35. In view of the above discussions and principles of law
laid down in above referred cases, I am of the view that it would be
just, fair and appropriate if 50% of the back wages are granted to the
workman. The reasons in support of my decision are, firstly, that in
cross examination, WW1 deposed that he did not know the name and
number of the management where he applied for job. Secondly, it is
common knowledge that demand of drivers in Delhi is high and an
experienced driver rarely remains without employment.
ORDER
36. Consequent upon the decision of both the issues in favour of workman and against the management, terms of reference are answered in favour of workman and against the management and it is held that Sh. Brijesh Kumar did not leave his services of his own after receiving full and final settlement of all his claims after resignation. The services of workman were terminated illegally and unjustifiably. Therefore, workman is entitled to get relief of reinstatement in services with 50% of back wages.

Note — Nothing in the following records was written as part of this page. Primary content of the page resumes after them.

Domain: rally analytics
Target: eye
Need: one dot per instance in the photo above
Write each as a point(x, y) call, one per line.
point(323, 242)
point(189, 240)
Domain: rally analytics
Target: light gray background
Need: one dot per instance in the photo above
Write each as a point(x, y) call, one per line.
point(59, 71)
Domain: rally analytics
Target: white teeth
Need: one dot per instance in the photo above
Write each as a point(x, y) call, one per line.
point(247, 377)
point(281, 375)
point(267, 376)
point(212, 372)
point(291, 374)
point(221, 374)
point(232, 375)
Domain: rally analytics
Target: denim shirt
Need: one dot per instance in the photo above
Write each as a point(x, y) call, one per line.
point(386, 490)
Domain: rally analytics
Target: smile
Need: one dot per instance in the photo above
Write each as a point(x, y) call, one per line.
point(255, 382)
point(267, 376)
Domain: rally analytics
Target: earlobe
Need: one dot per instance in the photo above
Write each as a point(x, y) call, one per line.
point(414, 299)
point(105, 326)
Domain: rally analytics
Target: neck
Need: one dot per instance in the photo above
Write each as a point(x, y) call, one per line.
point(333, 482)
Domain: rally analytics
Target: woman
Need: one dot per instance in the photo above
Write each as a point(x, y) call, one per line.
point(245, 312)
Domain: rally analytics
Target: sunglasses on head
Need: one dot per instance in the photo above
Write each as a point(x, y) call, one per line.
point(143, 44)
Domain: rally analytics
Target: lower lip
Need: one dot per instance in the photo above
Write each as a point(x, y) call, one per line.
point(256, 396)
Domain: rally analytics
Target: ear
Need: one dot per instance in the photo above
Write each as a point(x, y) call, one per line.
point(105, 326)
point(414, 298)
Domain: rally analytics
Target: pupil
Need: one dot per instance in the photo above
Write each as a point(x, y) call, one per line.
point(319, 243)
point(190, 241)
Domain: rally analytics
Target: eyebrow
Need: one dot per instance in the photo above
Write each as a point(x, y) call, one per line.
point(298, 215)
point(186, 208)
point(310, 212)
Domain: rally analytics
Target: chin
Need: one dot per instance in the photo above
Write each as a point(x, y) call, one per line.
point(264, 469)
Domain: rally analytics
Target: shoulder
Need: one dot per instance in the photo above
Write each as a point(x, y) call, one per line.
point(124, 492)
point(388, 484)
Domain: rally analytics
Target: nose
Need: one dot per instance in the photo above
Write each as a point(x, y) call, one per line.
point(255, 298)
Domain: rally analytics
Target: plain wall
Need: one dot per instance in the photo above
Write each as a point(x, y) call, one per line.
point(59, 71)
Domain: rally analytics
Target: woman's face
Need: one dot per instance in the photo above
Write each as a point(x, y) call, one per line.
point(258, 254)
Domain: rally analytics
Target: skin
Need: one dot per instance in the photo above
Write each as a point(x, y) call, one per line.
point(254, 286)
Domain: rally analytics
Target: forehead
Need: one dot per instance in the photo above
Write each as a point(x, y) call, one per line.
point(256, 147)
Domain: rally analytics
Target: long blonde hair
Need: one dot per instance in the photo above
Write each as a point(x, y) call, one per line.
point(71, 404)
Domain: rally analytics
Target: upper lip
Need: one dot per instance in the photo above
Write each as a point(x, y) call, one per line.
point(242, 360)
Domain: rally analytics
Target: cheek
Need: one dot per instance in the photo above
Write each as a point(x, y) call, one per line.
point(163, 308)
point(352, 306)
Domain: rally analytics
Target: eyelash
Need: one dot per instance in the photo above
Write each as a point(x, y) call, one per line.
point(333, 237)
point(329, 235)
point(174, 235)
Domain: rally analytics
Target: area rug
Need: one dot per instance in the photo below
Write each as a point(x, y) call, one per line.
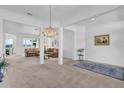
point(105, 69)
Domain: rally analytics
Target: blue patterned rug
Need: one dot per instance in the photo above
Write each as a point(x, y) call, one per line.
point(109, 70)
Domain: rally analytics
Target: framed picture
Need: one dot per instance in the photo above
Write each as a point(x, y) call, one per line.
point(102, 40)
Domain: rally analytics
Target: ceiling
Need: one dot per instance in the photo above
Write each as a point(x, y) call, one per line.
point(65, 14)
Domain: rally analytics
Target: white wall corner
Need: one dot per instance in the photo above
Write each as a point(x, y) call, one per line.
point(60, 59)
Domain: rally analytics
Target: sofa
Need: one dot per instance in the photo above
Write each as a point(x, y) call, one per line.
point(30, 52)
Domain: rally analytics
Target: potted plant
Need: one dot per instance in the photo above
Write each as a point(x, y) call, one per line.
point(3, 65)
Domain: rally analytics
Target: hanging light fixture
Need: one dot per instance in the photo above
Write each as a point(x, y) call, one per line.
point(50, 31)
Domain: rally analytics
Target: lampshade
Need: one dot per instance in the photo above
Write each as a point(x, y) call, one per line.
point(50, 32)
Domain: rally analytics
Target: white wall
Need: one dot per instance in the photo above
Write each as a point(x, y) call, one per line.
point(79, 39)
point(112, 54)
point(68, 43)
point(1, 38)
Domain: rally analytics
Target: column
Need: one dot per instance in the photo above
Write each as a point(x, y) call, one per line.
point(1, 38)
point(19, 47)
point(41, 47)
point(60, 60)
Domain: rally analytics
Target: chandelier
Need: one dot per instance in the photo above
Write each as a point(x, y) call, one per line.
point(50, 31)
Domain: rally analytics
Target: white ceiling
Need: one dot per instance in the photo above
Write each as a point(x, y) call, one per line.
point(65, 14)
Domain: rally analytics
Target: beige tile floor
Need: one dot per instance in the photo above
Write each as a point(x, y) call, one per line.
point(28, 73)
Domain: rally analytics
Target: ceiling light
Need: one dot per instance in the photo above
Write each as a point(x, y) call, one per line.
point(93, 19)
point(28, 13)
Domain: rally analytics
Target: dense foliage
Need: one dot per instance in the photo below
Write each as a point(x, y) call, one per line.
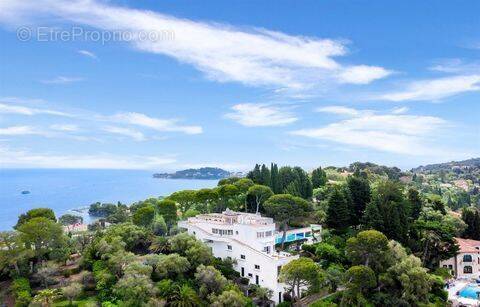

Accordingly, the appropriate Government is advised to ID no.111/10 19 of 20 direct the management to reinstate the workman in service on the post of 'Driver' within 30 days from the date of publication of this award and also to pay 50% of back wages @ his last drawn salary i.e. Rs.3000/ or minimum wages fixed for skilled workers at the relevant time since the date of termination of his services i.e. 08.11.1999 till the date of his reinstatement in service. If amount of back wages is not paid to the workman within a month from the date of publication of this award then, he will also be entitled to get 8% simple interest on the amount of arrears of back wages from the date of award till the date of realisation.
37. Copy of award be sent to Secretary Labour, Govt. of NCT, Delhi for publication as per rules.
File be consigned to Record Room.
Announced in the open court rd today the 23 day of July,2010.
(DR. T. R. NAVAL) Additional District & Sessions Judge Presiding Officer: Labour Court Karkardooma Courts,Delhi.